Les premières images du film mettent en immersion le spectateur. Une jeune femme et sa petite fille creusent à mains nues une fosse... La petite fille s'y installe, elle est à sa taille... Nous sommes dans le nord du Mexique, une région montagneuse où il faut aller chercher haut sur les sommets du réseau pour entrer en communication avec la famille - les hommes en l'occurrence - partie chercher sinon fortune du moins du travail aux États-Unis. Dans ce village de petits paysans vivent surtout des femmes, des enfants et des vieux. L'un des rares hommes visibles est l'instituteur, un métier à risque, quand on refuse de payer sa dîme aux narcos qui font la loi dans la région. Sur ces collines, des champs de pavot dans lesquels femmes et enfants récoltent la précieuse résine. Travailler pour les narcos est une protection : on ne tue pas la main d'œuvre.

Premier long métrage de fiction d'un documentariste confirmée

Présenté dans la section Horizontes latinos, ce film est le premier long métrage de fiction de Tatiana Huezo, née au Salvador, mais vivant au Mexique, et déjà réalisatrice de documentaires remarqués et primés. Récompensé à Cannes où il était sélectionné dans « Un certain regard » et adapté du roman Ladydi de Jennifer Clement, écrivaine américaine vivant au Mexique, Noche de fuego rejoint dans ses questionnements les autres œuvres de Tatiana Huezo notamment Tempestad (2016) -sélectionné aux Oscar et Goya- qui raconte l'histoire de deux femmes en marche : l'une sort de prison après une peine injuste et l'autre cherche depuis dix ans sa petite fille qui a été enlevée.

La féminité niée

Dans ce dernier film, la vie du village, nous la voyons à travers les yeux d'Ana, une petite fille d'environ neuf ans qui devient au fil de la fiction une jeune adolescente. Ana et ses deux copines Maria et Paula, inséparables. Des petites filles qui vivent leur vie d'enfant aux multiples jeux, sans toujours comprendre ce qui se passe autour d'elles mais qui savent une chose : il y a des moments où elles doivent se cacher. « Tu sais pourquoi je te cache ? Tu sais ce qu'ils font aux petites filles ? », demande, furieuse, la mère -excellente Mayra Batalla- à la gamine qui parfois se rebelle. La négation de leur féminité passe par les cheveux, coupés courts -émouvante scène de scalp collectif chez la coiffeuse/salon de beauté, lieu pourtant d'exaltation de la féminité-, leurs vêtements unisexes, la consternation de la mère lorsque qu'Ana a ses premières règles ou encore la difficulté de la petite à raconter son corps. Les cheveux de la petite copine Maria seront aussi coupés dès qu'elle deviendra désirable, après avoir été opérée d'une petite infirmité. Un propos qui fait écho à un autre film vu à San Sebastian il y a quelques années, Comprame un revolver de Julio Hernández Cordón, où le personnage de la petite fille est toujours masqué. Un jeu, selon son père. Un jeu sinistre.

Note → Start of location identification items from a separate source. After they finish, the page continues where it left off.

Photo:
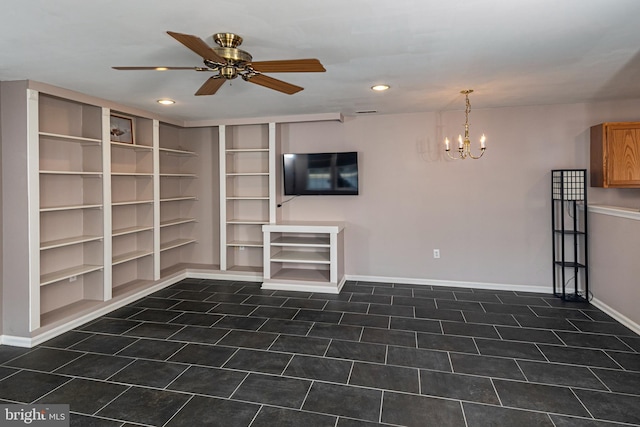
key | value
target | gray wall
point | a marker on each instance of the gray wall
(615, 271)
(490, 218)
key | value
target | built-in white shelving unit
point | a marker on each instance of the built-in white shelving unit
(95, 224)
(178, 159)
(71, 262)
(247, 194)
(304, 256)
(132, 209)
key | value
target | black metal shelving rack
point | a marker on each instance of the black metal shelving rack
(570, 239)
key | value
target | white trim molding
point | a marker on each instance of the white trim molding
(628, 213)
(617, 315)
(453, 283)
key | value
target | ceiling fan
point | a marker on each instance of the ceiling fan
(229, 62)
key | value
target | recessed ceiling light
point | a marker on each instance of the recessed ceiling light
(380, 88)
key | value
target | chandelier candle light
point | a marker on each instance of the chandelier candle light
(464, 145)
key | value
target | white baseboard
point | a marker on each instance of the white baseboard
(635, 327)
(15, 341)
(453, 283)
(617, 315)
(249, 277)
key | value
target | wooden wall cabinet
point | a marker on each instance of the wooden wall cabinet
(615, 155)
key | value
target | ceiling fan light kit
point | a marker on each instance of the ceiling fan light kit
(228, 62)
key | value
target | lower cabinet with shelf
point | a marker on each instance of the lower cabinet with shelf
(304, 256)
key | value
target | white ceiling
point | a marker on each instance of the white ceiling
(518, 52)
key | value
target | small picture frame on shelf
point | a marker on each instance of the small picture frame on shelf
(121, 129)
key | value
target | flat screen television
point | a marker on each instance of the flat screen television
(320, 174)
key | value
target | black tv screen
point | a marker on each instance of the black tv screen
(320, 174)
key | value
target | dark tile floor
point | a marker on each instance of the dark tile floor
(216, 353)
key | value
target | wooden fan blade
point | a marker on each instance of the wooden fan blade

Violence hors champ, hors des regards des enfants

La violence est présente, mais hors champ. Une famille disparue et leurs animaux qui divaguent, des tirs de mitraillettes près de l'école, des soldats qui passent et qu'il ne faut regarder dans les yeux, un corps dans les fourrés - que l'on ne voit pas parce que la mère aveugle les yeux de la petite de sa torche. Un parti pris de la réalisatrice pour qui les médias mexicains sont tellement saturés d'images terribles que les gens n'y prêtent plus l'attention qu'ils devraient. Il s'est créé comme une forme d'immunisation collective, un refus de voir. Là, on ne voit pas parce que la petite est protégée par sa mère.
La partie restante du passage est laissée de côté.